Senior-Housing Site Plan Gets 5‑Year Extension

There’s a stretch of hillside and wetlands running down from Whalley Avenue into the West River in the shadow of West Rock, roughly between Emerson and Dayton streets.

You drive by it quickly because it’s on a curve right by the Hess gas station, and a stout knee-high wall keeps the occasional pedestrian passerby from toppling over and tumbling down the wooded incline into the river

You’d be forgiven quite easily for not knowing that someone’s been trying to build on that hard-to-build steeply sloping lot for going on 20 years.

At Wednesday night’s regular Zoom meeting of the City Plan Commission, West Rock Views, LLC, the owners of that property, which is technically 1155 Whalley Ave., won the right to take five more years to find a builder with a city-approved plan intact.

Joseph Williams of the Shipman & Goodman law firm was on hand to request the City Plan commissioners for the five-year extension on the site plan and inland wetlands approval that was granted back in April 2016. (Click here for a recent story on that request.)

They granted it quickly in a unanimous vote, but not before Williams reprised a quick history: Namely that the original application, dating back to 1999, foundered during many appearances before City Plan and had to go to Superior Court before approval was gained.

Back in 2013 the owner appeared requesting the site for a 124-unit complex for elderly housing. Commissioners were skeptical the site, with its closeness to the river and steep grades would be right for that use.

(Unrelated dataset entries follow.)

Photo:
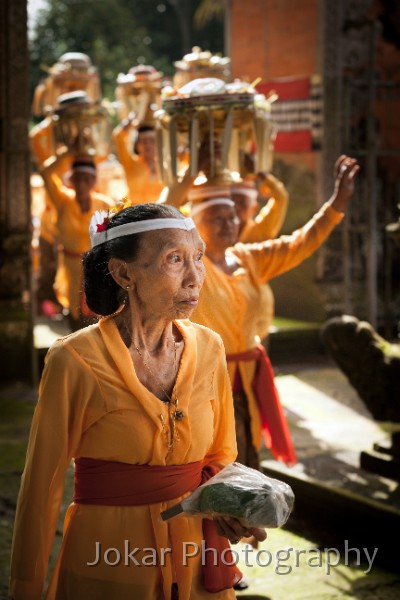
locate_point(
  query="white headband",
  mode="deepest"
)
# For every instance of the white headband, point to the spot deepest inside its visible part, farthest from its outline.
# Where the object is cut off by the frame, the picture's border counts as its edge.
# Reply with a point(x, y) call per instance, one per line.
point(199, 206)
point(84, 169)
point(100, 237)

All kinds of questions percolated: Wouldn’t flooding occur if the West River swelled? And how could emergency vehicles get down there quickly enough? Seniors are in need of a place that is secure, safe, and easily accessible.

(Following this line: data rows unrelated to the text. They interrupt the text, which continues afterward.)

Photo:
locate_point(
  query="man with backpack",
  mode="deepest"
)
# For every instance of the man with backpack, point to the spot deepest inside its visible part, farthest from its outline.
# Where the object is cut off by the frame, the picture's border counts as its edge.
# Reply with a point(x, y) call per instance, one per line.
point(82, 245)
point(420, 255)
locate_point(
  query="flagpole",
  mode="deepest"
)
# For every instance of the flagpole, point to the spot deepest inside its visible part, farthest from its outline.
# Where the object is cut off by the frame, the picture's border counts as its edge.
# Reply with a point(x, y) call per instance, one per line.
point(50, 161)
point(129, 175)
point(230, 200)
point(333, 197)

When commissioners balked time and again, the owner or then owner took the only recourse available to an applicant when the CPC definitely rejects a proposal. They went to Superior Court, and they won.

Coming back three years later, in 2016, the commissioners finally approved, but with 26 conditions to be met first before a shovel could go into the ground or a nail hammered.

The number of conditions made it uncertain to attract a buyer,” Williams said at the end of his brief presentation. To rectify that my client has been working hard to satisfy the conditions,” and all but two have been met.

Williams didn’t clarify which two, but with the removal of all the conditions, without the press of a deadline, the owners will be able to move ahead to find a builder, or a buyer.

Williams said the site conditions have not changed, that the owners continue to check the site and walk the property. And as long as nothing has materially changed there, legally everything has been met to receive an extension.

Commission Chair Ed Mattison, who, unlike many of the other commissioners, had been around long enough to be part of 1155 Whalley’s history, still had a question: The federal government has been in the process of changing flood levels. Should they choose to change the flood plain level, you would have to meet that? Wouldn’t you agree our agreement is subject to that?

Of course,” replied Williams. One of the conditions of approval was to obtain a letter from FEMA that the property is out of the flood plain, and we did.If it changes, of course.”

The vote was unanimous, and previously Williams had sent in to the commission a check for $150, the fee for a five-year extension.